Le 10 septembre : 23° dimanche Ordinaire.
Quand les 3 singes de la sagesse peuvent nous aider à comprendre l’Écriture !
Je ne sais pas si vous avez déjà vu des représentations des 3 singes de la sagesse. Le 1° singe met ses mains sur les yeux pour ne rien voir, le 2° singe met ses mains sur ses oreilles pour ne rien entendre et le 3° singe met ses mains sur sa bouche pour ne rien dire. Il parait que Gandhi avait toujours avec lui une petite reproduction de ces 3 singes parce qu’il ne voulait pas voir le mal, ni l’entendre et encore moins le colporter. C’est très bien et j’ai une grande admiration pour Gandhi, mais, nous les chrétiens, à la lumière des 3 lectures que nous venons d’entendre, il faudrait plutôt que nous changions cette représentation, il faudrait que le 1° singe mette ses mains au-dessus de ses yeux comme on le fait quand on veut regarder plus loin. Il faudrait que le 2° singe mette ses mains vers ses oreilles comme on le fait quand on veut amplifier le son pour mieux entendre. Et enfin, il faudrait que le 3° singe mette ses mains en porte-voix comme on le fait quand on veut que notre parole puisse porter plus loin.
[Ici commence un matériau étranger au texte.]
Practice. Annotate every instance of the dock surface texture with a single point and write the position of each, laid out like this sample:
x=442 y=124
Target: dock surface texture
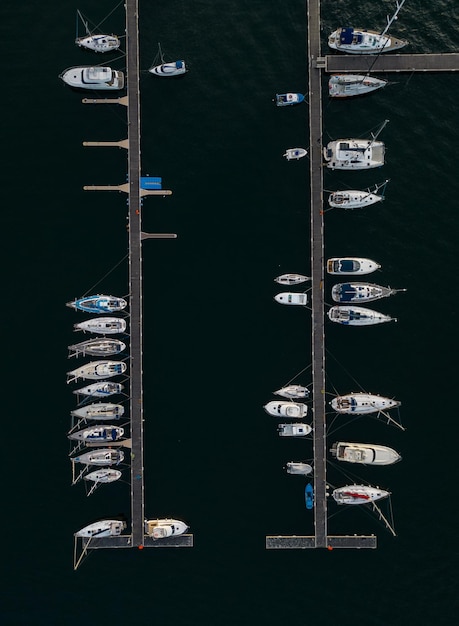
x=448 y=62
S’il y a des artistes parmi vous, peut-être pourraient-ils faire une telle représentation, et je le dis tout de suite, je serai preneur sinon de petites statuettes, au moins d’un dessin ! Permettez-moi de reprendre chacun de ces singes avec la représentation modifiée pour voir comment ils pourraient magnifiquement illustrer chacune des 3 lectures.
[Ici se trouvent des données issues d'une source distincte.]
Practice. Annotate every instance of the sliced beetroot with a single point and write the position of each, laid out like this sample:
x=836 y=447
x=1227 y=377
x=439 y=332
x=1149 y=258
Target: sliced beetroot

Le 1° singe, mettant ses mains au-dessus de ses yeux pour voir plus loin, illustrerait parfaitement la 1° lecture tirée du livre d’Ezéchiel puisque le Seigneur l’établit comme guetteur. Par définition, un guetteur, il a les yeux grands ouverts pour voir venir l’ennemi et prévenir du danger suffisamment tôt. Le Seigneur demande donc à son prophète de ne pas fermer les yeux sur les attitudes de ses frères qui pourraient les conduire à leur perte. Il faut qu’il soit vigilant pour avertir et encourager à la conversion ceux qui se perdent. Aujourd’hui encore, dans notre Eglise, nous avons besoin de guetteurs vigilants et courageux qui renoncent à la tranquillité qui consisterait à fermer les yeux en disant que ce n’est pas leur problème. Il faut oser voir ce qui est mal et oser le dénoncer. Mais peut-être y aurait-il encore plus besoin de guetteurs au regard aiguisé pour voir le bien, pour voir tous les humbles gestes d’amour et qui puissent encourager ceux qui les font et ouvrir les yeux de tous ceux qui sont pessimistes et défaitistes. Elles seraient belles nos communautés si, chaque jour, nous arrivions à voir une belle chose chez ceux avec qui nous vivons et pourquoi pas le leur dire ! Agir ainsi, ça ne serait pas pratiquer la méthode Coué qui consiste à s’auto-convaincre que tout va bien ! Non ! Agir ainsi, ça serait plutôt mettre en œuvre cette conviction qui nous invite à croire que l’Esprit-Saint est à l’œuvre dans le cœur de chaque homme.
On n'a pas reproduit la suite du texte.